Biden pledged to use a Cold War-era law called the Defense Production Act to direct private manufacturing to increase production of equipment needed to distribute the vaccines, such as glass vials, needles and syringes. President Donald Trump used this law earlier in the year to speed up the production of ventilators and other medical equipment.

More health workers

Biden said states that use their National Guard to help distribute the vaccine would be reimbursed by the federal government. He also called for expanding the pool of health workers who can administer the vaccine to include retired health professionals and military medical personnel.

CVS pharmacists prepare the COVID-19 vaccine for the nursing home residents at Harlem Center for Nursing and Rehabilitation, Jan. 15, 2021, in the Harlem neighborhood of New York.

The president-elect cautioned, “All these steps will take some time. It may take many months” and that the “honest truth” is that “things will get worse before they get better.”

Biden urged Americans to continue to wash their hands, avoid gatherings and wear masks.

“This is not a political issue," Biden said. “This is about saving lives. I know it’s become a partisan issue, but what a stupid, stupid thing to happen.”

He criticized some Republican lawmakers who refused to wear masks while sheltering at the Capitol last week during the deadly riot at the building.

“What the hell is the matter with them? It’s time to grow up. Wear a mask, if not for yourself, for your loved ones, for your country,” Biden said.

“We can’t solve our problems as a divided nation,” he added.

FILE - Tenants' rights advocates march from the Edward W. Brooke Courthouse, Jan. 13, 2021, in Boston. The protest called on the incoming Biden administration to extend the eviction moratorium initiated in response to the COVID-19 pandemic.

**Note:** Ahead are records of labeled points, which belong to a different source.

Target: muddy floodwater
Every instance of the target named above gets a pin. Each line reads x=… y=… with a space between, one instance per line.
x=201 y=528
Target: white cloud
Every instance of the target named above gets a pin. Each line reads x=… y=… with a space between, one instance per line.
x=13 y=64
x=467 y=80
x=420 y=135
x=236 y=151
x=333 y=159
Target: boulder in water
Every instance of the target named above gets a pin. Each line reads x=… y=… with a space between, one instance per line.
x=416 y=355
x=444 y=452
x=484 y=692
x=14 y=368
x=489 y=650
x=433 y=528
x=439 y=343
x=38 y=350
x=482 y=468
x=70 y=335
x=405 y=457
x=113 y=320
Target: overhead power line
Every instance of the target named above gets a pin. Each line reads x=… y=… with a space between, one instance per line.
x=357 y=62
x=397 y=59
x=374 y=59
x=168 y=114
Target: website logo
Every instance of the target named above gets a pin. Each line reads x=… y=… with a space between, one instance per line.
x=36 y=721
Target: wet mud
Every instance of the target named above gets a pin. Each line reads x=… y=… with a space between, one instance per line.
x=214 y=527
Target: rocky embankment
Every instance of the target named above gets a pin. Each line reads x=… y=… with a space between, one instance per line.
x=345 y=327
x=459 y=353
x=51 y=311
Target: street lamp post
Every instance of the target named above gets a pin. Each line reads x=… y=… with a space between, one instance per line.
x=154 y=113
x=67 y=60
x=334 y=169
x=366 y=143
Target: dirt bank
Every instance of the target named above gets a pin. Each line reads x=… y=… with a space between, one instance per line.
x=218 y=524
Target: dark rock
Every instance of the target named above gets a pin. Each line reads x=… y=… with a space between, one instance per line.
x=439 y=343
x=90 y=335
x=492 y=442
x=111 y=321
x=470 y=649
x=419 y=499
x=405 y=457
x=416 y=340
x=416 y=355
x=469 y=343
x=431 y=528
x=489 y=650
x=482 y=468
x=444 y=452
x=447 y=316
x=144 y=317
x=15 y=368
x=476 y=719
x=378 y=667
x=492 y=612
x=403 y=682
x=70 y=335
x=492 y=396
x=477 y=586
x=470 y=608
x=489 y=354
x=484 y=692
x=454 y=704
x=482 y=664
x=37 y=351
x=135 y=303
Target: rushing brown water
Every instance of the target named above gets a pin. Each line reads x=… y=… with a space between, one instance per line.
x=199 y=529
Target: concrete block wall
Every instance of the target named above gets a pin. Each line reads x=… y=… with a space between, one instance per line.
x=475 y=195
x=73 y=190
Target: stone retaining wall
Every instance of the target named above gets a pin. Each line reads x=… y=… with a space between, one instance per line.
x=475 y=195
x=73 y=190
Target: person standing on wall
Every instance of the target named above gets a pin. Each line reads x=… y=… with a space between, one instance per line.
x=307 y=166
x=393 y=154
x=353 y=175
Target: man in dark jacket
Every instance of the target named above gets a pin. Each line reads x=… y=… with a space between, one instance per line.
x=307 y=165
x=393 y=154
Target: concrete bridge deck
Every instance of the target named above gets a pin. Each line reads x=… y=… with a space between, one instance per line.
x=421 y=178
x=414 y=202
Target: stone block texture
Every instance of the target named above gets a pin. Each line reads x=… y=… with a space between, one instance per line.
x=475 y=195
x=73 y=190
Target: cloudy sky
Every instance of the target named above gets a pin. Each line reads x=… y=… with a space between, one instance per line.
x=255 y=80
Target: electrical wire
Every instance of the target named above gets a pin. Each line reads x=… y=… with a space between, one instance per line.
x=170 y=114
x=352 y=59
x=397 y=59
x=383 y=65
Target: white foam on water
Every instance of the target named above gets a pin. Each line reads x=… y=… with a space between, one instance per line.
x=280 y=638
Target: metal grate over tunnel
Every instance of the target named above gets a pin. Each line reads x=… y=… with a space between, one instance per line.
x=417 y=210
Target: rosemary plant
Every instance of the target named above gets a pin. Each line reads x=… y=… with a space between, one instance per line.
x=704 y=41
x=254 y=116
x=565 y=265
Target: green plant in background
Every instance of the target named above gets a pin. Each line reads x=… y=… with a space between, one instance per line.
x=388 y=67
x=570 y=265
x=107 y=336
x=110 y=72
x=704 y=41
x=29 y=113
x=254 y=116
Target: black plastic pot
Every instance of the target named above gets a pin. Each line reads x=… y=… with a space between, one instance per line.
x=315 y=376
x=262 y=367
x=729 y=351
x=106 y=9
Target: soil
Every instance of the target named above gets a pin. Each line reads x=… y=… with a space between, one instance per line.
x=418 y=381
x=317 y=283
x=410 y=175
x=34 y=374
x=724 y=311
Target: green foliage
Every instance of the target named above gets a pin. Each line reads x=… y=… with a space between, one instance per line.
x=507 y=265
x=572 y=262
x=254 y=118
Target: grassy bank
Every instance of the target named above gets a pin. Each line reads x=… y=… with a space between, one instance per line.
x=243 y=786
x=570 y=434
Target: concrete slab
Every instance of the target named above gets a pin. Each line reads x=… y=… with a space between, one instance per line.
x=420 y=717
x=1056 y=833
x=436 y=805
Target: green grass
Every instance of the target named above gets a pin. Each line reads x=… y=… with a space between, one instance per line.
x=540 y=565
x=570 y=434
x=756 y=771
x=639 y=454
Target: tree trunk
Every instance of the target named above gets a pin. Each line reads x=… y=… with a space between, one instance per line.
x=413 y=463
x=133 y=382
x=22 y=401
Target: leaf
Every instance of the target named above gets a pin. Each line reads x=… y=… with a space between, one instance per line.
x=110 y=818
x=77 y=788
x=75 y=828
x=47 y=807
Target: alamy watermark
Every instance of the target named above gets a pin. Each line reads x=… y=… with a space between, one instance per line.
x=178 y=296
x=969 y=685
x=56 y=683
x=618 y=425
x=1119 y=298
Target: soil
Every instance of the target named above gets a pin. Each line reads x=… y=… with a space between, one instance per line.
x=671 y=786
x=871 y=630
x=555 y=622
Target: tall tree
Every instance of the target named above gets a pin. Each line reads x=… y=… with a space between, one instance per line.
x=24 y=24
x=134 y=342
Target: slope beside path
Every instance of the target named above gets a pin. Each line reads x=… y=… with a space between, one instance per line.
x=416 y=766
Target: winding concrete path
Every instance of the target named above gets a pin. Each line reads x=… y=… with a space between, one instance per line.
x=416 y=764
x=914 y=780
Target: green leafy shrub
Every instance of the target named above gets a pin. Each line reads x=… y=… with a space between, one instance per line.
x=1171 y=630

On Thursday evening, Biden unveiled a $1.9 trillion coronavirus response plan, emphasizing the urgency of passing legislation to help Americans through the pandemic and the economic crisis it has wrought.

The plan includes a new round of direct payments of $1,400 for most Americans, and funding to promote the safe opening of schools and to launch the national vaccine program. Also included is $400 a week in additional unemployment insurance, through September.

Price concern

The $1.9 trillion price tag for the plan is a figure Republicans called too large not that long ago.

“Remember that a bipartisan $900 billion #COVID19 relief bill became law just 18 days ago,” Texas Republican Senator John Cornyn tweeted.

This time, Biden will have a House that is narrowly controlled by his Democratic Party and a Senate that is split 50-50, with Vice President-elect Kamala Harris available to break a tie.

One Democrat, Senator Joe Manchin of West Virginia, tweeted last Friday: “If the next round of stimulus checks goes out they should be targeted to those who need it.”

The impeachment of President Donald Trump threatens to crowd the Senate calendar, but Biden said he hoped the Senate could balance impeachment with other priorities.

The United States has recorded more than 391,000 COVID-19 deaths, according to the Johns Hopkins University Coronavirus Resource Center, and for more than two months, the nation has been dealing with its worst surge in infections.

The U.S. government has approved two different vaccines for emergency use. Both require a two-shot regimen. So far, more than 10 million people have received the first dose, far fewer than had once been hoped.